Лет десять-двенадцать назад я про­­читал, видите ли, "Путешествие из Петербурга в Москву", сочинение господина Радищева. И что бы вы думали? То он рассказывает, что на шоссе есть особая полоса для проезда начальства – единст­венная хорошая полоса. То излагает случай на Финском заливе, когда для спасения уто­па­ю­щих нужна была лодка, но начальника, который мог дать разрешение, не велено было будить – и лод­ку не дали – тот же самый случай описывался и в тогдашней газете "Смена" – ясное дело, репор­тю­ги Радищева не читают. И т.д.

Галич открыл – столетие – пустяк. Да и не одно. Когда Отрепьев, тьфу, Распутин, тьфу, Путин вводит на Руси семибоярство, возникает ощущение, что России хо­чет­ся просто завернуться во время, в смысле – свернуть временную ось в клубочек, и там лежать, как Илья Муромец, как кадавр из произведения Стругацких, чтоб ее никто не дай Бог, не вздумал по­вер­нуть даже хотя бы и на другой бок.

Я когда-то пытался понять – а куда же делась Золотая Орда? Где ее, так сказать, культурный оса­док? Да туда же она делась, куда и Восточная Римская Империя. Москва – столица обеих. Россия и унас­ледовала обе империи. Кому-то это нравится. Кто-то и тиранозавров любит – они такие cute, сво­их соперников поперек хребта так хряп! – и все дела. Хорошие зверки тиранозавры.

Да, ведь невозможно же представить это произведение Сорокина, скажем, в Дании.

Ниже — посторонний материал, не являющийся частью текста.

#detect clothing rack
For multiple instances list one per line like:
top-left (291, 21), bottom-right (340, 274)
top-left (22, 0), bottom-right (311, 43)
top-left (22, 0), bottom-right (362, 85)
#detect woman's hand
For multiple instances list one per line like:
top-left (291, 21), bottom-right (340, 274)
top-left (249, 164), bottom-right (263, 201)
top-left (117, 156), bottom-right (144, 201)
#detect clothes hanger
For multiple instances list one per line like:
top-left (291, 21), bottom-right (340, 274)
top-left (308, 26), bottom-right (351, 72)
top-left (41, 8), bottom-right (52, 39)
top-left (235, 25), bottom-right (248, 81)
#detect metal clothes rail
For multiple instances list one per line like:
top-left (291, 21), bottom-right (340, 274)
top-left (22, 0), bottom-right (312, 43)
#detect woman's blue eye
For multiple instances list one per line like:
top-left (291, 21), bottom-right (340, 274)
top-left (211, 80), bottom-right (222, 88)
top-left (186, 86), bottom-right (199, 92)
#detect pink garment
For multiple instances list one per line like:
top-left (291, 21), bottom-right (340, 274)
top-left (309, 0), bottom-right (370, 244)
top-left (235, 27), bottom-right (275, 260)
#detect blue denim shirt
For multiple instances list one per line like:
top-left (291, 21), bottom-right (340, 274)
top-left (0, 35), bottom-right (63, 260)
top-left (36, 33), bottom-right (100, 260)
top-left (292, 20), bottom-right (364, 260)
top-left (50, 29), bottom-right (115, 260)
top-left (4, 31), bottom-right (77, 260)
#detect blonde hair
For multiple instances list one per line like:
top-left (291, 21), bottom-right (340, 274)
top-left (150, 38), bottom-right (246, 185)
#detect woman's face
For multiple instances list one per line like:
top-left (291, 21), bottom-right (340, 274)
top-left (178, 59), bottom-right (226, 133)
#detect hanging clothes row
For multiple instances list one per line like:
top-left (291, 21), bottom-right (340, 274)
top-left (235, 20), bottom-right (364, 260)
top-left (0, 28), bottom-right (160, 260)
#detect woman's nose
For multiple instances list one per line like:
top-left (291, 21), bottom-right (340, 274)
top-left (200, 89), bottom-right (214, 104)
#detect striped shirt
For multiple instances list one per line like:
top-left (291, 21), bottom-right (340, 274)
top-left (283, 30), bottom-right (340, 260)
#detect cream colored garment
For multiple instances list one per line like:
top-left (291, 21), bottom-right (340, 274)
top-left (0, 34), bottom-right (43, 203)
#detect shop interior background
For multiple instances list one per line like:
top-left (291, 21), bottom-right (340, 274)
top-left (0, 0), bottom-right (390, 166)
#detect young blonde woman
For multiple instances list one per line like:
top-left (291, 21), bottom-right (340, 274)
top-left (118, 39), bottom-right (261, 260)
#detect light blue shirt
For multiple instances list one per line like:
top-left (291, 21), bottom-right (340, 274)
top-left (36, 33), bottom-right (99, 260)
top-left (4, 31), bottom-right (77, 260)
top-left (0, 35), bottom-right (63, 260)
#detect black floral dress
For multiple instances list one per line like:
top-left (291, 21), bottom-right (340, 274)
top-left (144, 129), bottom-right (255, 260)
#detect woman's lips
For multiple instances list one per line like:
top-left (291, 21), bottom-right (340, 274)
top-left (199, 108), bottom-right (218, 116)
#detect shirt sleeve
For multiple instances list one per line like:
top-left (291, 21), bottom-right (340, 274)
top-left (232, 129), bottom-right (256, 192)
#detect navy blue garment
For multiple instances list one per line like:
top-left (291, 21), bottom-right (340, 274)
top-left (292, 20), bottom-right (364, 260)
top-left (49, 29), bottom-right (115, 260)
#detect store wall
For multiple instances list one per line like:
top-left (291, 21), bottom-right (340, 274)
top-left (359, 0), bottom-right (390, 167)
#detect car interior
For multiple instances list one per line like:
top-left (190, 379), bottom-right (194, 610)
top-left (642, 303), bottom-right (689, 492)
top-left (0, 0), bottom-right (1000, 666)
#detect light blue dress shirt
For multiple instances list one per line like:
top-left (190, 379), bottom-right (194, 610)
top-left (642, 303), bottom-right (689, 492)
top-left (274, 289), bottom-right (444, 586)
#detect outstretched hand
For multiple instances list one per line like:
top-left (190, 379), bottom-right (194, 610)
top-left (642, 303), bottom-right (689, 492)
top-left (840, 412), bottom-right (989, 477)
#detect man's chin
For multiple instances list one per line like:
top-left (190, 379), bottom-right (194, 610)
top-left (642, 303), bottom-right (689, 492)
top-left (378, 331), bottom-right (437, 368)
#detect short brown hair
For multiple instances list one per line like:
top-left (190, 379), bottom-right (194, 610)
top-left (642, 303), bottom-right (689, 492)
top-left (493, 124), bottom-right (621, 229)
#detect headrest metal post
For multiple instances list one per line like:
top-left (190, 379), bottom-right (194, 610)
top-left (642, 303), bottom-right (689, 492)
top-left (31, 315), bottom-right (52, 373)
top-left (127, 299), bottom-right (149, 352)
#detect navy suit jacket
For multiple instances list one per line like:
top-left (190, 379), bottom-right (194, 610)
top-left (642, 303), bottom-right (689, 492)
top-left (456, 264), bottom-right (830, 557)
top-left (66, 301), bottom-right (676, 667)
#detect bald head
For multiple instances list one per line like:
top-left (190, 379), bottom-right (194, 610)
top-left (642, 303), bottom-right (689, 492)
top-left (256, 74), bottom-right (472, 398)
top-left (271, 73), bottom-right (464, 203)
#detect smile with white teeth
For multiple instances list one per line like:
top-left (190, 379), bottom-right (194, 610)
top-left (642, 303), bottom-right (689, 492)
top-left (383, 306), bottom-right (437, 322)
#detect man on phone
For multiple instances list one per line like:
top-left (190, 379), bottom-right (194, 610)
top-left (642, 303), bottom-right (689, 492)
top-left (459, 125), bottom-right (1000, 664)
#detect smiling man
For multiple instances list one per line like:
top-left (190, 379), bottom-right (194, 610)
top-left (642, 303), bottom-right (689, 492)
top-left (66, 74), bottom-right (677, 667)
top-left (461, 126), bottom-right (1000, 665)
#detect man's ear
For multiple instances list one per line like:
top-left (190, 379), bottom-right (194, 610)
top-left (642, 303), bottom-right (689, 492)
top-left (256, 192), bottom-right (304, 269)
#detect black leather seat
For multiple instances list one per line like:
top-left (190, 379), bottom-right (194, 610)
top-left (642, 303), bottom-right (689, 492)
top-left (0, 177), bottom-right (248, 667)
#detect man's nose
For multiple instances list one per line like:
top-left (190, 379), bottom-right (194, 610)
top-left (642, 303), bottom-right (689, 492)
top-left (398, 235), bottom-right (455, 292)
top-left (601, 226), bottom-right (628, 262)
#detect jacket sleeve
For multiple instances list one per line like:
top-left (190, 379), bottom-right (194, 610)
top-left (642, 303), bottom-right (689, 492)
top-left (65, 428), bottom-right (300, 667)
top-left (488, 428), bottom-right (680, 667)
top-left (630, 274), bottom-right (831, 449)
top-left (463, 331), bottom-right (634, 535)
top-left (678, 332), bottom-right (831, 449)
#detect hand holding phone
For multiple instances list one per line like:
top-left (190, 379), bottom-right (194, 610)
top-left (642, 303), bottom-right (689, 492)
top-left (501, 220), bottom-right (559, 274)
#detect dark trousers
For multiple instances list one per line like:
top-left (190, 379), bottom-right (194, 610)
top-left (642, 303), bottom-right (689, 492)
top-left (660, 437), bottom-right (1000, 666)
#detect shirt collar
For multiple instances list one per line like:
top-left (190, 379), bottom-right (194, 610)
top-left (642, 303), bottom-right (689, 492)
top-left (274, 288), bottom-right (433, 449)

Будет выглядеть не то чтобы абсурдом, а – смешным абсурдом. (В Италии – пожалуйста, но об этом уже гаворено.) От Руси же ждешь именно вот этого самого. У меня два раза был сон, что мне нужно, ну вот нужно, от­ре­зать голову. В первом сне мои жена и дочь мне убедительно доказывают, что я просто обязан это сделать, что это так и нужно всем.

Именно с того сна я решил начать искать какой-то выход из той, из тамошней жизни. И был другой сон – опять то же самое, для моего же блага, мне нужно от­ре­зать голову, переложить мозги в другой череп и пришить обратно. А мне ну очень этого не хо­чет­ся. И Ульянка моя говорит – нет! не дам резать! жалко!

Впрочем, Ульянка и есть теперь моя ны­неш­няя родина. Мы с ней – как фтор с калием, образуем какое-то такое соединение, от которого все ос­таль­ное просто отскакивает. Электричество-с. Сижу читаю себе русскую газету, а она за ком­пью­те­ром вылизывает свою эчтиэмэльную таблицу. А я гляжу в газету и недоумеваю – курсы для ин­же­не­ров-тестеров, изготовление резюме и портфолио. Ульянка, не отрываясь от компьютера, вдруг гово­рит вслух: "что за портфолио у тестеров?" Да ты-то откуда знаешь, что я про это читаю? А вот так вот у нас – я много раз пытался вычислить, кто первый из нас думает, а кто уже воспринимает – нет, пока что непонятно.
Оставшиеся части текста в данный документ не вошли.